Introduced by Sen. Johnny Isakson (R-Ga.), this bill aims to create an innovation-friendly process under which the primary mode of action and the safety and effectiveness issues raised would dictate the regulatory pathway. Such a step is important in orthopaedics, with increasing numbers of new products combining devices and biologics, such as implants coated with growth factors.

Support for the NIH
Another aspect of the Cures legislation of interest to orthopaedic surgeons is its impact on NIH funding. The original House version asked for $8.75 billion in funding for the NIH, through an Innovation Fund of $1.75 billion each year for 5 years. The FDA would receive an extra $110 million each year for 5 years. However, the anticipated funding offsets were lost during the budget process, and bipartisan efforts will be required to secure final funding.

The supporters of the legislation recognize that investing in younger scientists will be critical for continued medical advancement.
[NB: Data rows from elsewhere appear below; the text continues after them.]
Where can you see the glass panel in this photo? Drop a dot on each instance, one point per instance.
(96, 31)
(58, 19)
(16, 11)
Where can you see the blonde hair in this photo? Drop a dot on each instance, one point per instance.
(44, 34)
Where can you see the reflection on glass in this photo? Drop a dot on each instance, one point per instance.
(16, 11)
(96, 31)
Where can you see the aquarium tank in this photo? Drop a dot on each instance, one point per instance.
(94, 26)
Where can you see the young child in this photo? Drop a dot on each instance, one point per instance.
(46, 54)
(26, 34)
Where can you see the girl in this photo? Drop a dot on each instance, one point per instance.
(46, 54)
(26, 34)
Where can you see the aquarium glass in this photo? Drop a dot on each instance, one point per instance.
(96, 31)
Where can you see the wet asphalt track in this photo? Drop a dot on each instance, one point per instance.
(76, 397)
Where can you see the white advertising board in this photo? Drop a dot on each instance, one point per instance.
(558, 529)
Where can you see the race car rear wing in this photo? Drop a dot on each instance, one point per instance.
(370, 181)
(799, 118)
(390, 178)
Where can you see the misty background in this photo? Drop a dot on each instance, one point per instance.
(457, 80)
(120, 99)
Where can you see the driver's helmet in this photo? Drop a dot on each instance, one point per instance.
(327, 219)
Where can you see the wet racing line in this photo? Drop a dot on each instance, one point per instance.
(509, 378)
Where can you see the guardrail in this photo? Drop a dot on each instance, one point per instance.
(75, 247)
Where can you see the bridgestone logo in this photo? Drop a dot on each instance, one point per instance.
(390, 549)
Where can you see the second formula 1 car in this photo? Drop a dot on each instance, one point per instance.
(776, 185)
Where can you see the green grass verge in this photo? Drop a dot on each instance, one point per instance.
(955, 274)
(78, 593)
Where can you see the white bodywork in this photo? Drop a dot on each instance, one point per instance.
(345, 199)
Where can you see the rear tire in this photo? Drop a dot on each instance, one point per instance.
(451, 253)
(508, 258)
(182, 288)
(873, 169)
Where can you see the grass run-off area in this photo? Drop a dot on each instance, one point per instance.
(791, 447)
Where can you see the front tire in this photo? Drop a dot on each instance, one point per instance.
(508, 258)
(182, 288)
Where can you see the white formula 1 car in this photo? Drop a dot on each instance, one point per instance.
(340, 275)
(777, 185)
The Next Generation Researchers Act (S 2014) supports programs that provide opportunities and earlier research independence, such as enhanced training for research-related careers, mentorship programs, renewal funding assistance, and expanding workforce diversity. As previously mentioned, S 2700 promotes a similar drive to enable the FDA to compete with the private sector for talent.

Addressing diversity in clinical research
The Advancing NIH Strategic Planning and Representation in Medical Research Act (S 2745) addresses research priorities for the NIH. By establishing a 6-year strategy, the intent is to match research goals with the country's needs.

The legislation directs NIH to consider the disease burden in the United States, rare diseases and conditions, and the biologic, social, and other determinants of health that contribute to health disparities. It specifically calls for the inclusion of women, minority groups, and relevant age categories, and gives the NIH director the option of including other demographic variables.

The ultimate goal of the 21st Century Cures Act is to remove obstacles to innovation and directly improve the health of the nation with innovative care brought to market through a more streamlined research approval process. The smaller Senate bills will now be consolidated into one package for introduction on the Senate floor.

Although the content of these measures has bipartisan support, the primary barrier is an agreement on funding. Due to the direct impact on the orthopaedic community that this legislation can have, the AAOS office of government relations will be actively engaged in this process.

Alexandra E. Page, MD, chairs the AAOS Health Care Systems Committee (HCSC). She can be reached at alexe.page@gmail.com

Leslie Kim, MD, is a member-at-large of the HCSC. He can be reached at lhkimmd@gmail.com

Joshua C. Patt, MD, MPH, is a Leadership Fellows Program member of the HCSC. He can be reached at joshua.patt@carolinashealthcare.org

Bottom Line

  • If enacted, the 21st Century Cures Act (or a similar package of bills being considered in the Senate) could have a significant impact on orthopaedics through its focus on health information technology, innovation, and research.
  • Increases in funding for the NIH and legislation designed to attract researchers and increase diversity are other steps that would affect orthopaedics.
  • Despite bipartisan support for the content of these measures, finding ways to fund them is problematic.